Multifidelity Optimization Under Uncertainty for Robust Design of a Micro-Turbofan Turbine Stage

Abstract

This paper presents a multifidelity optimization strategy for efficient uncertainty quantification and robust optimization applicable to turbomachinery blade design. The proposed strategy leverages freeform parameterization technique for flexible geometric perturbation and multifidelity information to reduce the number of evaluations of the expensive information source needed for robust optimization. The multifidelity Monte Carlo method was used to construct and exploit a surrogate-based multifidelity model based on the combination of high and low-fidelity CFD simulations and cheap regression models. Uncertainty quantification and robust optimization considering manufacturing tolerances were performed at a single operating point. An improvement in mean isentropic expansion efficiency of 2.98% was achieved for the robust design compared with the baseline although the mean mass flow rate and total pressure ratio differed by 1.72% and 0.67%, respectively. Compared to a single high-fidelity model, the multifidelity model was able to estimate the mean with a maximum deviation of 0.28% and 2.9% for the standard deviation. Furthermore, the multifidelity model realized a percentage reduction in computational cost of 66.18% for a combination of high fidelity CFD and regression models and 17.87% for high and low CFD models.

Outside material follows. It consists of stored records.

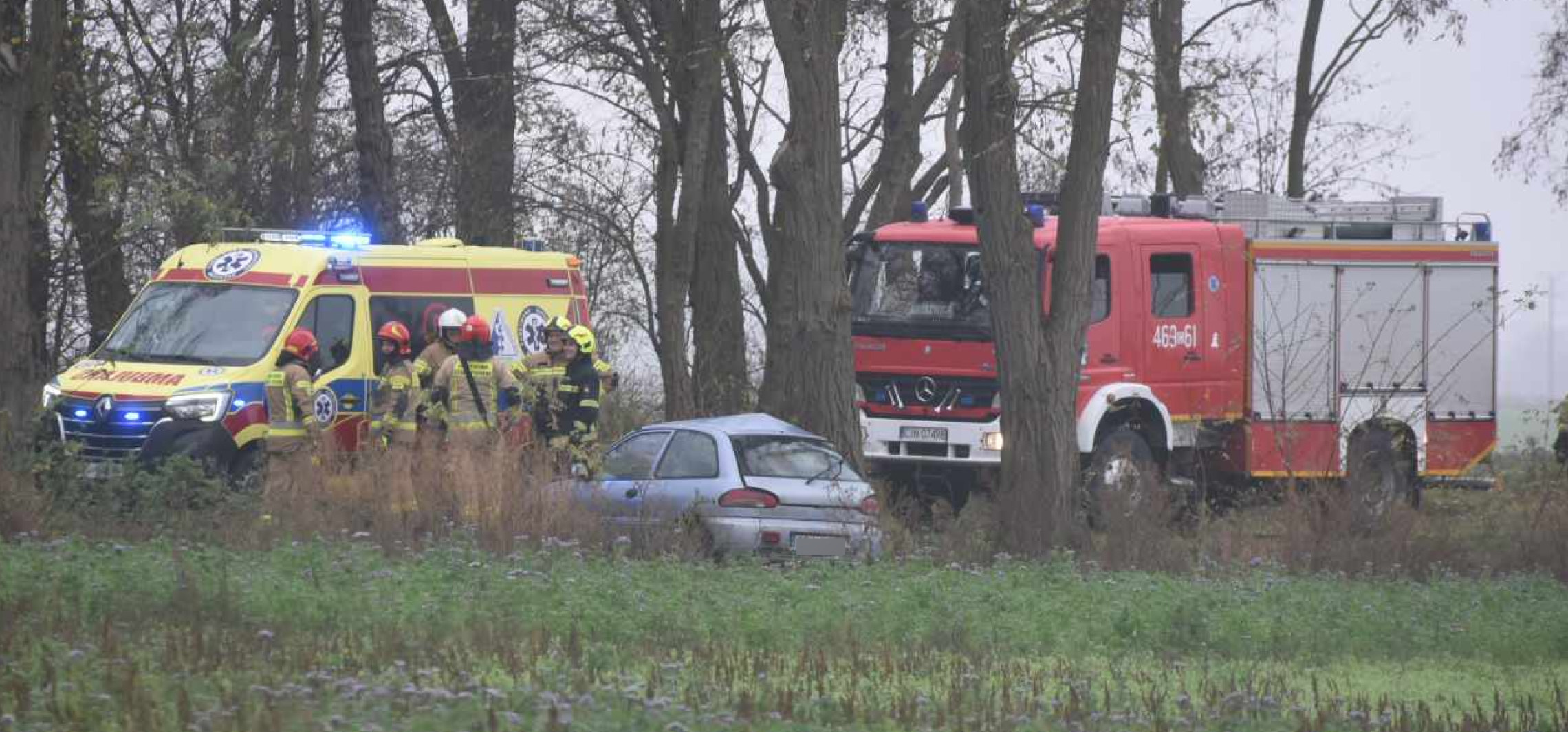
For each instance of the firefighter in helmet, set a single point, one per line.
(574, 411)
(395, 402)
(292, 427)
(449, 328)
(472, 385)
(1560, 446)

One key observation was that, for small sampled high-fidelity CFD datasets that are highly correlated, it is possible to use only the high-fidelity model combined with regression models for constructing the multifidelity model without the need for low-fidelity CFD dataset. This significantly reduces the computational cost and time for acquiring and constructing a reliable stochastic model whiles maintaining reasonable accuracy.